An agent performs an action An. The reward Rn+1 is a signal that corresponds to a numerical award Rn+1. This reward Rn+1 is dependent on the state Sn and the action An. It also depends on the Sn+1 state. The agent is then associated with a series of states, actions, and rewards (Sn An, Rn+1 Sn+1) known as a trajectory. The reward can be a real number, which may be negative, positive, or zero. If you are managing a fleet taxis, one possible reward strategy is to give an agent who represents a taxi a positive reward every time a passenger pays the fares. The reward would be proportional to that fare. A second strategy would be for an agent to receive a positive reward every time a client is picked up. The value of the reward is dependent on how long it took between the time the customer called the taxi company until the time the customer was picked up. In a reinforcement-learning problem, an agent’s objective is to maximize the expected value of the return. The value of the return Gn for a given time step n is dependent on the rewards that the agent receives in future time steps. In some reinforcement learning problems the trajectory T indicates a finite number of time steps. The agent will eventually reach a terminal ST, where no more actions are possible. The finite time sequence is called an episode in a problem where T is fixed. The associated task is also known as an episodic one. In other reinforcement learning problems the trajectory T can be infinite and there are no final states. Infinite horizon tasks are used to describe a problem where T is infinite. A problem with a continuous task is managing a fleet in a city. A reinforcement learning task with an episodic nature is the learning of blackjack by an agent. Each round is an episode. For example, Equation (1) gives a possible definition for the return.
G\nn\n=\n?\nj\n=\n0\nT\n-\nn\n-\n1\n?\n?\nj\n?\nR\nn\n+\nj\n+\n1\n,\n(\n1\n)\n\nin which ? “Gnnn=n?njn=n0nTn-nnn-n1n”n The only time?=1 is allowed is if T has a finite value. The equation (1) says that the return given to an agent is the summation of a number of future rewards the agent will receive, multiplied with increasing powers of discount factor. The value of the discount factor determines the extent to which an agent considers future probabilities when making decisions. If the sequence of rewards Rj is bound, then the series in Equation 1 is guaranteed to converge. This is not the only definition of return. In R-learning algorithms for example, Equation 1 is replaced by an infinite sum of undiscounted reward minus an expected average reward. The methods and systems described in this document are not limited by the definition of return provided by Equation 1.

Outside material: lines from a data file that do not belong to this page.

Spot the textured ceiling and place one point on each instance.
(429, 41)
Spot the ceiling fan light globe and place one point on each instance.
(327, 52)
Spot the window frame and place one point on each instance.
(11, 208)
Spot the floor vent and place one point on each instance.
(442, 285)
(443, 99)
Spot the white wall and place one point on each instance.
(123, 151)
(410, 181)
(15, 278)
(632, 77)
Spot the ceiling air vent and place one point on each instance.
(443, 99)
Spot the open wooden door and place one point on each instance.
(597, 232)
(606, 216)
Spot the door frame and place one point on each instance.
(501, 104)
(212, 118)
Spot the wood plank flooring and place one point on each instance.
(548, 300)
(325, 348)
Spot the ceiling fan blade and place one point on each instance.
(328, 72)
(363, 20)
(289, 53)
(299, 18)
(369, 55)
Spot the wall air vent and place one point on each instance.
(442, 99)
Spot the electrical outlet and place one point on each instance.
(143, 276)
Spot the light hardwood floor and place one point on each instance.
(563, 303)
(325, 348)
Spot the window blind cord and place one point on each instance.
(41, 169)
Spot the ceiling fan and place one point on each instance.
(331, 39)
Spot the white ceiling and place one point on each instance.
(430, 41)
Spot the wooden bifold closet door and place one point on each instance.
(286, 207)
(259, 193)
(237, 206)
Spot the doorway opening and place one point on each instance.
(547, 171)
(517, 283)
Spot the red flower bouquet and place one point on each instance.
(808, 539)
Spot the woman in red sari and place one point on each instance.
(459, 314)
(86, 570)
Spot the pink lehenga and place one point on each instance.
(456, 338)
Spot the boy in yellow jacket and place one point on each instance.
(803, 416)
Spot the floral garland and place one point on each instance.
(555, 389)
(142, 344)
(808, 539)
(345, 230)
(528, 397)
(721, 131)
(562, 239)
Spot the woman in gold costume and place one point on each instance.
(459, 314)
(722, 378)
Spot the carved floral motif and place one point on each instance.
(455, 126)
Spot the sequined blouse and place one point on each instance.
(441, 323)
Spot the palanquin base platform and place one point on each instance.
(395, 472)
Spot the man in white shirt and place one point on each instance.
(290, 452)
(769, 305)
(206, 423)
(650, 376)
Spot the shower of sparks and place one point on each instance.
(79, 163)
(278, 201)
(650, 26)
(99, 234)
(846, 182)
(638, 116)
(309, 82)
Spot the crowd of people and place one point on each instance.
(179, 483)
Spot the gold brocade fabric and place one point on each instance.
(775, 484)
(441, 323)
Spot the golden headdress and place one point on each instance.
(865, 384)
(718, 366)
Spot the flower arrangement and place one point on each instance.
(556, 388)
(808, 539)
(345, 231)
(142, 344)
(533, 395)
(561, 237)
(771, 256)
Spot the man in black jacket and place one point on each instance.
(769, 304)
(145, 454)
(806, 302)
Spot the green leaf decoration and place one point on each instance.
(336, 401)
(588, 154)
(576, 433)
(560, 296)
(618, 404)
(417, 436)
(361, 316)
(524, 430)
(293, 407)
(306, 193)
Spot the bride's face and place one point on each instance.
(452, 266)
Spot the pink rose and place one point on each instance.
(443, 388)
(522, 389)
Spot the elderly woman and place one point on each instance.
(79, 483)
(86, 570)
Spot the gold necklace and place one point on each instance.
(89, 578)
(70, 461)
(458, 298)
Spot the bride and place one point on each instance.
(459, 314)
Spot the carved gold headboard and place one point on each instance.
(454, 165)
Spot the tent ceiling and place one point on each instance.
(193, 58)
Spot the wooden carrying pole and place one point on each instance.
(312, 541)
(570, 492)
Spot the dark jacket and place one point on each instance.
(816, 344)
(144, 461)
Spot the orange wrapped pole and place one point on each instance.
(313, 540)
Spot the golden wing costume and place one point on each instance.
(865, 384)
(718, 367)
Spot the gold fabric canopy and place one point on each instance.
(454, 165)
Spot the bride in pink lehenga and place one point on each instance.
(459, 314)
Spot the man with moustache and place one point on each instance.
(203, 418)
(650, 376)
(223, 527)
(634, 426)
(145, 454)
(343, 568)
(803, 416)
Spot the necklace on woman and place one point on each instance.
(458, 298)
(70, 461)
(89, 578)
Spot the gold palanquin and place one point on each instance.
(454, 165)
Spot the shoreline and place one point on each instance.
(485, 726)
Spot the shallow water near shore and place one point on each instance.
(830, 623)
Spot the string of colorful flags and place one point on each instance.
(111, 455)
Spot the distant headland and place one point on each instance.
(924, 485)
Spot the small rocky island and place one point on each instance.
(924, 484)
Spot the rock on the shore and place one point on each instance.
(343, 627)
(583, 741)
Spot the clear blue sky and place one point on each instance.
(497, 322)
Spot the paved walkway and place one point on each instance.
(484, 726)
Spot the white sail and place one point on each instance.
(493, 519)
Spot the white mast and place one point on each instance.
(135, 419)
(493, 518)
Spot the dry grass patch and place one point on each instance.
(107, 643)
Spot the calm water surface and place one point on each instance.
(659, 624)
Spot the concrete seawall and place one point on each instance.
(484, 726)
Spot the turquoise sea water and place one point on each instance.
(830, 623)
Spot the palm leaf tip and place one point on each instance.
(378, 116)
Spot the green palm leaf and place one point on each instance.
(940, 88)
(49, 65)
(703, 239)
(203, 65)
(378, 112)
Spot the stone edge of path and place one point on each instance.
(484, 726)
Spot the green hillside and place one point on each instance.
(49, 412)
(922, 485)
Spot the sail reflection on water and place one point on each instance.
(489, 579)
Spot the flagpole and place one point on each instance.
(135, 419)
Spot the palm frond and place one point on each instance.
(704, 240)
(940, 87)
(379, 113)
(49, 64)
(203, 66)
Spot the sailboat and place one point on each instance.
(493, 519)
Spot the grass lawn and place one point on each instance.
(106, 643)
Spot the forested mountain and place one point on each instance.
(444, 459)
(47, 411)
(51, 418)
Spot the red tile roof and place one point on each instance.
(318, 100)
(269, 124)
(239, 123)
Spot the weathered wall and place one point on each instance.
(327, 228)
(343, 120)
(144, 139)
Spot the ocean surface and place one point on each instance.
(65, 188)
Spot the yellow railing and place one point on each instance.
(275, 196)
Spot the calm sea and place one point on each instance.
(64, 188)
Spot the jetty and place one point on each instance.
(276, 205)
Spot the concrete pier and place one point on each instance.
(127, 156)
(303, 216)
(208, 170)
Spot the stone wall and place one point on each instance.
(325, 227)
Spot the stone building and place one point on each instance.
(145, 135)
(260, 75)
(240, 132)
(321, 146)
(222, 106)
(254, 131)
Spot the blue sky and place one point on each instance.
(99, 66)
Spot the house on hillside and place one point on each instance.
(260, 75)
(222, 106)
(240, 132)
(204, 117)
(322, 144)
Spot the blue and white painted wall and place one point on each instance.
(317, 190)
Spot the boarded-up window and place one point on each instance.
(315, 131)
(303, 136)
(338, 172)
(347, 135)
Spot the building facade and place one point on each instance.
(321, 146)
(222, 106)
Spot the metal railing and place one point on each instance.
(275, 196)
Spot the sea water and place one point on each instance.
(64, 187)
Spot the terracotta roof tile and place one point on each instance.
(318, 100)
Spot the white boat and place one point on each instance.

In response, an agent receives a signal indicating the state of the system. The agent then selects an appropriate action based on its policy. A policy is a mapping of states to actions. If an agent is following a policy and receives at time step n, a signal indicating that a particular state Sn=s exists, then the probability that the agent will select a certain action An=a can be denoted as? (a|s). s) takes values of either 0 or 1 for all possible combinations of a and s is a deterministic policy. Reinforcement-learning algorithms describe how an agent’s policy is changed in response to states, actions and rewards.
The goal of a reinforcement-learning algorithm is to determine a policy which maximizes the expected value of a reward. Two different expectations values are commonly referred to, the state value and action value. The state value function is v? for a policy?. For each state s, the state value function v? (s)= ? Sn=s), which states that the state value of state s given policy ? The expectation value at time step is n. This is given that the agent has received a signal at time step of a Sn=s state. For a policy? the action value function is q? For each possible pair of state-action (s,a), the action value function q? (s, a)= ? Sn=s, An=a), which states that the action value of a state-action pair (s, a) given policy ? The expectation value at time t is given by the fact that the agent at time n receives a signal of a state Sn=s and chooses an action A=a. Backup is the name given to a computation that produces a calculation or approximate value of a state or action for a particular state or state-action combination. In general, a reinforcement learning algorithm seeks to find a policy which maximizes the state value or action value functions for all possible state-action pairs or states. In many practical reinforcement learning applications, the number or possible state-action pair is large or infinite. It is then necessary to approximate either the state value or action value function using sequences of state, actions and rewards experienced by an agent. In such cases, the approximate value functions “circumflex (v)”(s a w) and “circumflex (q)”(s a w, s w, s w, s w, s a w, s w, s w, s w, s w, s w, s w, w, s w, s w, s w, s In such cases, approximate value functions circumflex over (v)(s, w) and ‘circumflex over (q)(s a, w), are introduced to approximate the value functions v? The parameter vector w defines the approximate functions. Then, reinforcement learning algorithms adjust the parameter vector to minimize an error (for instance, the root-mean square error) between the approximate values functions circumflex (v) (s,w) or circumflex (q) (s,a,w) and value functions V? Then, reinforcement learning algorithms adjust the parameter vector w in order to minimise an error (for example a root-mean-square error) between the approximate value functions circumflex over (v)(s, w) or circumflex over (q),(s, a. w), and their respective value functions v? (s, a).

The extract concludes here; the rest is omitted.